Het slappe handje van Fernand
Rond beerputten kruipt altijd wel ongedierte rond. Fernand Keuleneer (foto) is de advokaat van kardinaal Danneels. “Een briljante maar wat cynische intellectueel” noemt De Standaard hem. Vijftien jaar geleden schreef hij naar aanleiding van de zaak Dutroux: “Bedankt de politici die nog durven komen aandragen met principes van niet-discriminatie op basis van seksuele geaardheid, voorkeur of beleving voor bewezen diensten, en maak ze werkloos bij de volgende verkiezingen. Herstel de traditionele opvattingen over normaliteit in intieme relaties. Zorg voor een herstel van de spontane sociale controle.
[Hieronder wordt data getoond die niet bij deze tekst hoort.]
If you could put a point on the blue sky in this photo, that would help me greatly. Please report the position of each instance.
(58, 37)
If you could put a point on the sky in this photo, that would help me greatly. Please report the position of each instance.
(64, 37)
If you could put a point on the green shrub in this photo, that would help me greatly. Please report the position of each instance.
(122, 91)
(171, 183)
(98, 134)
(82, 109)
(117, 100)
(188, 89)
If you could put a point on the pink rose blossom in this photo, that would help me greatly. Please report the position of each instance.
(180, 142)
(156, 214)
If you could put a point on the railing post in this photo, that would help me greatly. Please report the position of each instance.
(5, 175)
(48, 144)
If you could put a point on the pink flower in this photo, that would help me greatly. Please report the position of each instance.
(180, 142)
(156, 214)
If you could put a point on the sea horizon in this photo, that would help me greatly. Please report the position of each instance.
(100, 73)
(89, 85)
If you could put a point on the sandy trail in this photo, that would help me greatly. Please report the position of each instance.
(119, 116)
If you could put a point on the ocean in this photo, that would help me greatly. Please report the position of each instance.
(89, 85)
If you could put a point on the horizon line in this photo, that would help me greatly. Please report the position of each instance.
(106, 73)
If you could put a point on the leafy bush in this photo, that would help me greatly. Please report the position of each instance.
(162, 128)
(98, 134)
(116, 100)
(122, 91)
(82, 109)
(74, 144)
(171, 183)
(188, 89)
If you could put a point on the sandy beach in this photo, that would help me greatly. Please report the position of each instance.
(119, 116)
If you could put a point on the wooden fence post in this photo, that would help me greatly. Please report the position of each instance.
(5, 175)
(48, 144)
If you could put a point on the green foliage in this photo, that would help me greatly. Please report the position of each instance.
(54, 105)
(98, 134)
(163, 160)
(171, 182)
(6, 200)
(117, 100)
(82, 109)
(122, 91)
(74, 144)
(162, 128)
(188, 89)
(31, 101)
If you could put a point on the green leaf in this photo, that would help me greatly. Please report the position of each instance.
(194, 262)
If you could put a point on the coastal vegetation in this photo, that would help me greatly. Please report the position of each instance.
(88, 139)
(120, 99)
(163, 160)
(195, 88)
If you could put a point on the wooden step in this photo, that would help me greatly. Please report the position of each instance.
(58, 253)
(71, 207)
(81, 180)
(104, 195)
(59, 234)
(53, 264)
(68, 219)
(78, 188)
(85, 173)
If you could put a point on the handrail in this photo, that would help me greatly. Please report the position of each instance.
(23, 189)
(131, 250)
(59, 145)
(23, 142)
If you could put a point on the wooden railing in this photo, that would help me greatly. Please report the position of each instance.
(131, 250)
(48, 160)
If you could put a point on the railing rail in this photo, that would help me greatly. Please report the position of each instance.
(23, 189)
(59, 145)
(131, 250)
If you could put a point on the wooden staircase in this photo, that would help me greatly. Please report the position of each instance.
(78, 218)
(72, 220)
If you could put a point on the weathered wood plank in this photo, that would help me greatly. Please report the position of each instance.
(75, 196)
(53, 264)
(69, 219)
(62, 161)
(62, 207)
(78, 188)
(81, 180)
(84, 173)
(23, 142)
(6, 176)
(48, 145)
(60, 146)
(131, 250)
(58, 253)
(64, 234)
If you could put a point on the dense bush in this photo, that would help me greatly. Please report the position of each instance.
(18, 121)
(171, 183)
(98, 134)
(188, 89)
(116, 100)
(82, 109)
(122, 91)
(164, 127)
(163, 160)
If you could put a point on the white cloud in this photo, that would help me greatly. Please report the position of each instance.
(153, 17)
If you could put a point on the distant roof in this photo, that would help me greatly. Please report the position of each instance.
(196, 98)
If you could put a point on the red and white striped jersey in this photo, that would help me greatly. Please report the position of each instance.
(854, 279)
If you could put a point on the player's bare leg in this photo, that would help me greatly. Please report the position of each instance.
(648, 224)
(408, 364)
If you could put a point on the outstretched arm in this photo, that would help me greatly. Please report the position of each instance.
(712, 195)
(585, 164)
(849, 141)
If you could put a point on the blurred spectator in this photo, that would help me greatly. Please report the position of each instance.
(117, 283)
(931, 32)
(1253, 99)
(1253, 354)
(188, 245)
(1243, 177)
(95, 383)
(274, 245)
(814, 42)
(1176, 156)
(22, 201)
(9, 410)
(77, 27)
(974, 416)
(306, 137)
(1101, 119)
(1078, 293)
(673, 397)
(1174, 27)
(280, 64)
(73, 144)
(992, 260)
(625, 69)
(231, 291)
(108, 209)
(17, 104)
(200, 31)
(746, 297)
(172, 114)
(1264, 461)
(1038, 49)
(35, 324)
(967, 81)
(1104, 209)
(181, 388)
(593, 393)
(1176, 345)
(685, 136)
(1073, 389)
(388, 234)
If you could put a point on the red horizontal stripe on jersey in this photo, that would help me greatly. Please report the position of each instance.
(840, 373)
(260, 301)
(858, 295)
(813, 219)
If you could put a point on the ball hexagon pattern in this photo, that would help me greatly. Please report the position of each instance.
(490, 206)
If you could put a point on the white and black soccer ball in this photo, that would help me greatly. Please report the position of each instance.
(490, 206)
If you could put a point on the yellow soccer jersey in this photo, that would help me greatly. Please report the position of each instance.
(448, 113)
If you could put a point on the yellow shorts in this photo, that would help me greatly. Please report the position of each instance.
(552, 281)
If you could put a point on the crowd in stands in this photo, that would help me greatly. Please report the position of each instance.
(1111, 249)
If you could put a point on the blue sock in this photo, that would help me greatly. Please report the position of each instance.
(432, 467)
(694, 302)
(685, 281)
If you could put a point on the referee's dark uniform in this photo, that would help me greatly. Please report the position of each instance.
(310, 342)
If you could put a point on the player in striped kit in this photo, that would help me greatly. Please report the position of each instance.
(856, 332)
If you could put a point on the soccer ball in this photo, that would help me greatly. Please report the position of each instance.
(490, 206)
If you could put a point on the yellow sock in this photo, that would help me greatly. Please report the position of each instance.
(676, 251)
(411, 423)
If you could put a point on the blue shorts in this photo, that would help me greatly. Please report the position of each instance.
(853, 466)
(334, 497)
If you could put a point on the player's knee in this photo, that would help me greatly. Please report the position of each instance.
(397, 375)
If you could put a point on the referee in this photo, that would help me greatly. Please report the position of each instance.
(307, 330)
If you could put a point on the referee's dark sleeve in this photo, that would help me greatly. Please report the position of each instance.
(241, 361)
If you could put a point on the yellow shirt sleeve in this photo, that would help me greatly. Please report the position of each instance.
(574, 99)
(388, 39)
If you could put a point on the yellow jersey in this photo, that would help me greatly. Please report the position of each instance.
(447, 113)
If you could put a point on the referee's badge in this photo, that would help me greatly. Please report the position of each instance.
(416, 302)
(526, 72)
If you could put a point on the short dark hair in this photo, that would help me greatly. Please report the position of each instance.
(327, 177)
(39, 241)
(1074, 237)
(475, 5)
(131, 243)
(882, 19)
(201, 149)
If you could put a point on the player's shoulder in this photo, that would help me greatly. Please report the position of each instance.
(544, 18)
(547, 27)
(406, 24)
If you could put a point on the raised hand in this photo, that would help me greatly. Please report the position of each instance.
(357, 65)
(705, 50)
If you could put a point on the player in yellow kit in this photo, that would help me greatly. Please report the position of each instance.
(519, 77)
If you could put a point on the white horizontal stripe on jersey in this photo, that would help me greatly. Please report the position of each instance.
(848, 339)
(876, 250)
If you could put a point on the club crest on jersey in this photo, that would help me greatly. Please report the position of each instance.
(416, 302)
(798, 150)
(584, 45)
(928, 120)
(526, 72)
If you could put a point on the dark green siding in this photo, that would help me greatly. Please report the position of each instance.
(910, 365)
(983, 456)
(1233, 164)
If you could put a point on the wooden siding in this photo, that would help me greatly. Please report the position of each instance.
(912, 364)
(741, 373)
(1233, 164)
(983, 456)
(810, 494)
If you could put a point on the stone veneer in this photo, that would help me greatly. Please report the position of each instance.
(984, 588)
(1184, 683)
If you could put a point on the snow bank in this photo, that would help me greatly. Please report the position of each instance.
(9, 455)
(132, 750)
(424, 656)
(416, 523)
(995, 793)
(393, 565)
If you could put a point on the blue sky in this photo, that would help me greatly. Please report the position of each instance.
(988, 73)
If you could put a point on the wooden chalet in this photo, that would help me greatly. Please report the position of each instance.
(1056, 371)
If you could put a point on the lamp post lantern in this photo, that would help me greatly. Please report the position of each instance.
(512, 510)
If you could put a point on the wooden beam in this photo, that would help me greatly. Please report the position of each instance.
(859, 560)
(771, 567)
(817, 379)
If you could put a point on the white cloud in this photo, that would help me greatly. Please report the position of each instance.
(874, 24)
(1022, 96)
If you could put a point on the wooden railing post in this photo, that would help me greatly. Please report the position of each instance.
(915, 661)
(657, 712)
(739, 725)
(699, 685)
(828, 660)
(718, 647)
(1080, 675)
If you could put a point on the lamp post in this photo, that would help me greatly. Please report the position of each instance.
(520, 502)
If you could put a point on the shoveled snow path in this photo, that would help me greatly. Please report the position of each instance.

Stigmatisering is wel degelijk effectief.” U denkt spontaan aan Alexandra Colen? Dat is geen toeval. Keuleneer en Colen kennen elkaar. Samen met Paul Beliën, Colens echtgenoot, werkten ze begin jaren negentig samen met Guy Verhofstadt in de Eén-oktobergroep. Verhofstadt wilde de PVV (nu open VLD) hervormen en dacht daarbij even aan een rechtse koers. Als student was Keuleneer lid van het rechts-katholieke KVHV en ontmoette daar VB-kopstuk Gerolf Annemans. In 2004 sprong hij het Vlaams Belang bij door zich af te zetten tegen de veroordeling van de partij wegens racisme. Zowel Colen, Keuleneer als Beliën zouden liefst het onderscheid tussen holebi’s en pedo’s in rook zien opgaan.
Beliën naar Wilders
Intussen vraagt COC Nederland (de Nederlandse holebi-koepelorganisatie) duidelijkheid over het nieuws dat Paul Belien (foto), de nieuwe adviseur is geworden van PVV-voorman Geert Wilders. Het is het COC niet ontgaan dat deze er uiterst homovijandige opvattingen op na houdt. Ze verwijzen ondermeer naar een artikel over adoptie waarin Beliën schrijft: “Wie kinderen toevertrouwt aan ‘twee papa’s’ of ‘twee mama’s,’ doet deze kinderen het grootst mogelijke onrecht: hij levert ze over aan de perversie.” Elders noemt Beliën vrije abortus, vrije euthanasie, gelijke rechten voor homoseksuelen en legalisering van drugs, “symptomen van de dood van het liberalisme.” toen holebi’s en transgenders in Mechelen hun ongenoegen uitten over de aanstelling van Léonard tot nieuwe aarstbisschop kon dit ook op de afkeuring van Beliën en co rekenen. Vlaams Belanger Johan Bellens stelde toen op Beliëns website dat de beweging hypokriet is en zich van tegenstander vergist.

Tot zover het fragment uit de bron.